Berita

Prabowo Ungkap Rencana Taklimat Nasional Hadapi Gejolak Timur Tengah dan Perkuat Kemandirian

Advertisement

Presiden Prabowo Subianto menyatakan akan segera menyampaikan taklimat kepada seluruh bangsa Indonesia. Pernyataan ini muncul menyikapi situasi konflik yang memanas di Timur Tengah pasca serangan Amerika Serikat dan Israel terhadap Iran. Rencana tersebut disampaikan Prabowo dalam acara peresmian 218 jembatan secara virtual pada Senin, 9 Maret 2026.

Sikap Pemerintah Hadapi Gejolak Global

Dalam kesempatan tersebut, Presiden Prabowo menyoroti kondisi dunia yang penuh bahaya. Ia menekankan bahwa pihak-pihak berkekuatan besar sedang bertikai dan berpotensi menyeret bangsa-bangsa lain ke dalam kesulitan.

“Kita punya kekuatan yang besar, tapi juga saya harus jujur kepada seluruh rakyat, dan saya akan memberi suatu taklimat kepada seluruh bangsa Indonesia dalam waktu dekat,” ujar Prabowo, dikutip dari siaran Youtube Sekretariat Presiden.

Seruan Kemandirian dan Ketahanan Nasional

Prabowo turut mencermati kemungkinan negara-negara lain terseret dalam situasi krisis akibat dinamika global yang terjadi. Oleh karena itu, Indonesia harus memperkuat kemandirian nasional dan terus waspada akan situasi geopolitik saat ini.

“Kita berada dalam keadaan dunia yang penuh bahaya. Pihak-pihak berkekuatan besar sedang bertikai dan bisa menyeret bangsa-bangsa lain dalam keadaan yang susah,” tegas Prabowo.

Ia menyatakan bahwa masyarakat Indonesia harus bersiap menghadapi kesulitan yang ditimbulkan dari konflik Timur Tengah. “Kita tidak berlindung di belakang sistem yang sudah berjalan. Kita menghadapi kesulitan dengan sikap kita ingin mengatasi kesulitan. Kita harus berani mengatasi kesulitan. Kita tidak menutupi kesulitan, kita tidak pura-pura tidak ada kesulitan,” lanjutnya.

Advertisement

Pemerintahannya akan menghadapi kesulitan tersebut, mengingat kekuatan Indonesia yang besar. Prabowo menegaskan kembali komitmennya untuk memberikan taklimat kepada seluruh bangsa Indonesia dalam waktu dekat.

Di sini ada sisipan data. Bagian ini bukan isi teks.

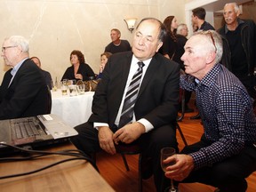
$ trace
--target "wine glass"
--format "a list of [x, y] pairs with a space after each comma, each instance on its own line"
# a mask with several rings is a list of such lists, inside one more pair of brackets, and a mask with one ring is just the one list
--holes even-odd
[[[169, 156], [174, 156], [176, 154], [175, 148], [163, 148], [161, 149], [161, 167], [164, 172], [166, 172], [166, 168], [170, 165], [172, 165], [176, 163], [176, 160], [171, 161], [169, 163], [164, 164], [164, 160]], [[171, 187], [165, 189], [166, 192], [176, 192], [176, 189], [173, 185], [173, 180], [171, 180]]]

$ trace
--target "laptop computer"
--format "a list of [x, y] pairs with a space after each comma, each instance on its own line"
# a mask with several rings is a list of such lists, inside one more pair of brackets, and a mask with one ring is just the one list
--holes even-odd
[[[18, 147], [49, 146], [68, 141], [78, 132], [53, 114], [0, 121], [0, 155], [14, 151], [1, 142]], [[3, 153], [4, 152], [4, 153]]]

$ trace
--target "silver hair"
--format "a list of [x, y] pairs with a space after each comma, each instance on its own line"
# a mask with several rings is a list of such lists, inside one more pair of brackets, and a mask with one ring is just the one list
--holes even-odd
[[12, 36], [10, 37], [5, 38], [5, 41], [9, 40], [12, 45], [13, 46], [20, 46], [22, 52], [29, 52], [28, 41], [21, 36]]
[[226, 4], [224, 5], [224, 8], [227, 6], [227, 5], [229, 5], [229, 4], [232, 4], [234, 6], [234, 9], [235, 9], [235, 12], [237, 13], [240, 10], [239, 10], [239, 6], [236, 3], [228, 3], [228, 4]]
[[210, 46], [212, 47], [211, 49], [212, 49], [212, 51], [216, 52], [215, 62], [220, 62], [223, 53], [222, 38], [220, 35], [215, 30], [199, 30], [192, 35], [192, 36], [202, 36], [202, 37], [204, 36], [209, 41]]

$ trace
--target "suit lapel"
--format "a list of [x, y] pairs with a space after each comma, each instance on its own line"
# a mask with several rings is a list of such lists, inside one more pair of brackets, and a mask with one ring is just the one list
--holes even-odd
[[143, 91], [145, 90], [145, 88], [147, 87], [147, 85], [148, 84], [148, 83], [150, 82], [150, 80], [152, 79], [152, 76], [155, 74], [155, 72], [157, 70], [158, 68], [158, 65], [156, 60], [156, 57], [154, 56], [149, 63], [149, 66], [148, 67], [148, 69], [146, 71], [146, 74], [144, 76], [144, 78], [142, 79], [140, 87], [140, 91], [139, 91], [139, 94], [138, 97], [140, 96], [141, 92], [143, 92]]

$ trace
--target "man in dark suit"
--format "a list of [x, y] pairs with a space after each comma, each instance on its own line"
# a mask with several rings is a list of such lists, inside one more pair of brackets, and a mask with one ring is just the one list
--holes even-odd
[[6, 38], [1, 56], [10, 67], [0, 91], [0, 119], [45, 114], [48, 89], [41, 69], [28, 59], [28, 43], [20, 36]]
[[[88, 155], [100, 149], [116, 154], [115, 145], [139, 144], [142, 159], [151, 159], [157, 191], [170, 186], [160, 166], [160, 150], [167, 146], [178, 150], [175, 123], [180, 68], [156, 53], [165, 34], [165, 28], [156, 19], [144, 19], [139, 23], [132, 52], [116, 53], [108, 59], [94, 94], [92, 115], [87, 123], [75, 128], [79, 135], [72, 139], [76, 148]], [[133, 119], [119, 125], [125, 92], [138, 61], [143, 61], [145, 66]]]
[[117, 28], [112, 28], [110, 32], [110, 37], [112, 42], [109, 43], [106, 47], [105, 51], [111, 52], [112, 54], [123, 52], [131, 51], [131, 45], [125, 39], [120, 39], [121, 32]]

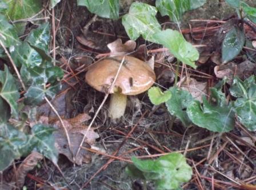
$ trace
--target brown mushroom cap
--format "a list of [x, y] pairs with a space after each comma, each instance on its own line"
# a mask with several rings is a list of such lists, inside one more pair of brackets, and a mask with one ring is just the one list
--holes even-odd
[[[106, 93], [117, 75], [123, 56], [105, 59], [91, 65], [85, 80], [96, 90]], [[117, 90], [125, 95], [136, 95], [147, 90], [155, 80], [154, 71], [144, 61], [126, 56], [110, 93]]]

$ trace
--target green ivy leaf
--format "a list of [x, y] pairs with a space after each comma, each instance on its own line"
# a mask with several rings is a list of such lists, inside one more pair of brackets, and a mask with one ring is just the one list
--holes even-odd
[[185, 126], [189, 126], [191, 121], [187, 116], [186, 109], [194, 99], [187, 91], [177, 87], [171, 87], [169, 90], [172, 96], [165, 103], [168, 111], [171, 115], [178, 118]]
[[77, 0], [77, 5], [86, 6], [90, 12], [101, 17], [119, 18], [119, 0]]
[[141, 35], [149, 41], [154, 42], [152, 35], [161, 31], [161, 27], [155, 18], [157, 9], [146, 3], [134, 2], [129, 12], [122, 19], [122, 23], [130, 38], [135, 40]]
[[4, 2], [0, 2], [0, 12], [6, 11], [8, 9], [8, 5]]
[[222, 42], [222, 63], [226, 63], [235, 58], [241, 51], [245, 42], [243, 31], [238, 26], [234, 26], [226, 35]]
[[45, 97], [53, 99], [59, 92], [61, 85], [58, 84], [46, 88], [45, 85], [33, 85], [27, 89], [25, 94], [25, 102], [28, 105], [38, 105], [41, 103]]
[[0, 171], [9, 166], [14, 159], [26, 153], [27, 136], [14, 127], [0, 123]]
[[198, 8], [205, 3], [206, 0], [157, 0], [155, 6], [162, 16], [169, 15], [170, 19], [178, 22], [183, 14]]
[[61, 0], [51, 0], [51, 8], [54, 7]]
[[37, 124], [32, 127], [32, 135], [30, 137], [34, 143], [35, 150], [50, 159], [53, 163], [58, 161], [58, 151], [54, 146], [53, 135], [55, 129], [42, 124]]
[[229, 90], [237, 98], [234, 108], [239, 121], [250, 131], [255, 131], [256, 82], [254, 76], [243, 82], [235, 77]]
[[[31, 17], [42, 8], [41, 0], [3, 0], [9, 7], [3, 13], [6, 18], [11, 20], [17, 20]], [[16, 31], [22, 35], [25, 30], [25, 22], [14, 24]]]
[[37, 51], [25, 42], [17, 46], [11, 52], [11, 56], [17, 67], [25, 65], [27, 67], [33, 68], [42, 63], [42, 57]]
[[18, 110], [17, 101], [19, 98], [19, 93], [15, 80], [6, 65], [5, 71], [0, 71], [0, 97], [8, 103], [11, 108], [11, 114], [17, 118]]
[[37, 124], [31, 134], [26, 134], [14, 126], [0, 123], [0, 171], [9, 166], [16, 159], [26, 156], [35, 150], [56, 163], [58, 151], [54, 146], [53, 133], [55, 129]]
[[[50, 25], [45, 23], [40, 25], [37, 28], [32, 30], [26, 38], [26, 42], [33, 48], [35, 47], [43, 51], [45, 54], [49, 52]], [[37, 51], [37, 49], [35, 50]]]
[[159, 105], [165, 102], [171, 97], [170, 91], [166, 90], [162, 92], [159, 87], [151, 87], [147, 92], [149, 99], [154, 105]]
[[6, 47], [18, 45], [21, 43], [13, 25], [10, 24], [1, 14], [0, 14], [0, 40]]
[[225, 2], [234, 8], [240, 8], [241, 0], [225, 0]]
[[0, 97], [0, 123], [6, 123], [11, 117], [11, 108], [8, 103]]
[[186, 41], [177, 31], [167, 29], [157, 32], [153, 38], [158, 43], [167, 47], [171, 53], [184, 64], [196, 68], [195, 61], [199, 59], [199, 53], [192, 44]]
[[226, 101], [225, 94], [216, 88], [211, 89], [208, 102], [203, 97], [203, 105], [194, 101], [187, 107], [187, 113], [193, 123], [210, 131], [229, 132], [234, 128], [235, 115], [231, 104]]
[[[172, 152], [155, 160], [142, 160], [135, 157], [131, 160], [135, 167], [127, 167], [128, 174], [135, 174], [136, 177], [143, 175], [143, 178], [155, 182], [157, 189], [177, 189], [192, 176], [192, 168], [179, 153]], [[130, 170], [131, 168], [133, 171]]]
[[242, 7], [247, 18], [251, 22], [256, 23], [256, 8], [249, 6], [245, 2], [242, 2]]
[[3, 0], [9, 9], [5, 13], [11, 20], [28, 18], [42, 9], [41, 0]]

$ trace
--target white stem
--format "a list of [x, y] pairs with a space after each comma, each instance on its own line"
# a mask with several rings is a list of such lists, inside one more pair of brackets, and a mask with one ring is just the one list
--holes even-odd
[[125, 114], [127, 96], [118, 93], [111, 95], [109, 105], [109, 117], [112, 119], [118, 119]]

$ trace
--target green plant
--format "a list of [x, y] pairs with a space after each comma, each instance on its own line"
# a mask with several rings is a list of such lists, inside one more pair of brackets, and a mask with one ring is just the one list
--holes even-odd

Visi Ketahanan Energi dan Pangan

Dalam kesempatan yang sama, Prabowo juga menyampaikan harapan agar Indonesia di masa depan menjadi negara yang tidak lagi bergantung kepada bahan bakar minyak (BBM). Harapan itu disampaikan melihat potensi sumber daya alam Indonesia seperti kelapa sawit, singkong, jagung, dan tebu.

Prabowo pun menekankan pentingnya ketahanan pangan nasional sebagai fondasi utama dalam menghadapi ketidakpastian global. “Saya hanya ingin menyampaikan bahwa kekuatan kita, kekayaan kita yang luar biasa sesungguhnya harus lebih baik lagi kita kelola, lebih baik lagi kita kendalikan,” pungkas Prabowo.

Informasi lengkap mengenai taklimat dan pandangan Presiden Prabowo Subianto ini disampaikan melalui pernyataan resmi yang dirilis pada Senin, 9 Maret 2026, melalui siaran Youtube Sekretariat Presiden.